Iceland stands as the only example of a government listening to its people and rejecting the demands of banksters. Iceland placed the needs of its populace ahead of international creditors by protecting domestic depositors, halting a retaliatory sell-off of the krona and creating new state-controlled banks from the remnants of the banks that failed. Most importantly Iceland's banks have forgiven debt equivalent to 13% of gross domestic product. The rating agency, Fitch, that once downgraded Icelandic bonds, is now rating Iceland's recovery a success story.

Thursday, March 01, 2012

Obama Fundraiser Lousy Ambassador

Another promise broken by the Obamatron: ambassadorships for funds. He said he would end giving ambassadorships away as prizes for key campaign fundraisers, but that did not stop him from hiring Nicole Advant who proved she does not know what she was talking about when it comes to diplomacy. According to the State Department's Inspector General, Avant presided over "an extended period of dysfunctional leadership and mismanagement" at the US embassy in the Bahamas, that is when she was actually there. Avant spent 276 days between September 2009 and November 2011 away from her office. Only 23 of those days were on official business. Avant showed a preference from operating from her Los Angeles home which "contributed to poor mission management" and a "perception of indifference". Before getting her plump patronage appointment, Avant was Southern California finance co-chair for Obama and VP of Interior Music Publishing. Unfortunately for taxpayers Ms. Avant's deputy ambassador who was left in charge of the embassy during her frequent absences was also inept. Despite being an idyllic local, the US embassy and its staff points out the Inspector General is important to US anti-drug policy since the Bahamas serves as a transshipment point for the international drug trade and illegal immigration. Since resigning her public job, Avant has returned to fund raising, something she does well, apparently. She joined co-president Michelle Obama at a Beverly Hills residence for a fundraiser with husband Ted Saranados who is an executive with Netflix, the movie rental business on January 31st. On February 15th according to White House logs, she sat down to a $35,800 per plate (the maximum allowed by law) dinner that included George Clooney, Jim Belushi, and Mayor Antonio R. Villaraigosa.
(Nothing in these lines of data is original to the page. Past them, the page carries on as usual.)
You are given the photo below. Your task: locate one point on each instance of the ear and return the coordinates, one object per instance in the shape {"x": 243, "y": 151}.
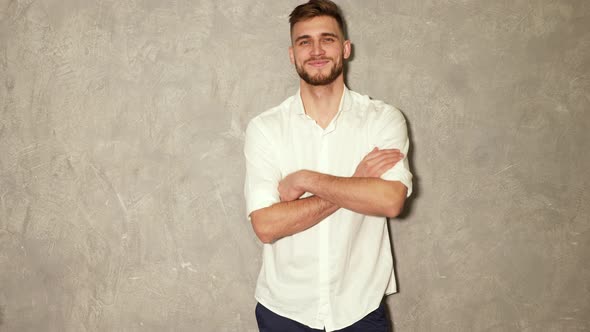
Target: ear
{"x": 347, "y": 49}
{"x": 291, "y": 55}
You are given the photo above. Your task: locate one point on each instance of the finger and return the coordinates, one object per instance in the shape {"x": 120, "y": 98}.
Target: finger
{"x": 390, "y": 154}
{"x": 376, "y": 154}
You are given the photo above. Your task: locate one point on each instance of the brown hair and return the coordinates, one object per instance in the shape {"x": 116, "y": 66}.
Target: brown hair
{"x": 315, "y": 8}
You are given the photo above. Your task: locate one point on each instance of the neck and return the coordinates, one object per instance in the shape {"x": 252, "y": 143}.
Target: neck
{"x": 321, "y": 103}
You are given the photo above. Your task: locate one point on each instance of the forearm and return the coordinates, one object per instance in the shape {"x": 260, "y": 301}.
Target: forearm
{"x": 370, "y": 196}
{"x": 288, "y": 218}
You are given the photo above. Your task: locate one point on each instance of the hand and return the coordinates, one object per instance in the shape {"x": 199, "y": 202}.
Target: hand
{"x": 289, "y": 189}
{"x": 377, "y": 162}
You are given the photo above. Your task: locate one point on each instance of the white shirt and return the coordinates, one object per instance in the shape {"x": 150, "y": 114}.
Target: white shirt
{"x": 336, "y": 272}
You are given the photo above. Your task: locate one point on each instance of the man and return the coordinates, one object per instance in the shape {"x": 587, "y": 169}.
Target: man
{"x": 323, "y": 171}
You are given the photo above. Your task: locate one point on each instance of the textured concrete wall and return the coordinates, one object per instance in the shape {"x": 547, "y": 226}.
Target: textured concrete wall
{"x": 121, "y": 168}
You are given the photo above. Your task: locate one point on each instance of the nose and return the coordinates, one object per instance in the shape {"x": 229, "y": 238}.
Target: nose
{"x": 317, "y": 49}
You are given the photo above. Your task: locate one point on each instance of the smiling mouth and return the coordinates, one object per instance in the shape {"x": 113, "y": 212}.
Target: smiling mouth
{"x": 317, "y": 63}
Avant is just the latest example of fundraisers gone awry in the diplomatic service. Ambassador Howard Gutman caused a stir in Belgium when he suggested Israel caused anti-Semitic feelings. Former Ambassador Cynthia Stroum left the Luxembourg embassy in disgrace after causing a work environment that was "aggressive, bullying, hostile and intimidating". With ambassadors like these, no wonder we fight so many wars. Sounds like a job for US Person; quick Cheeves, the smoke signals!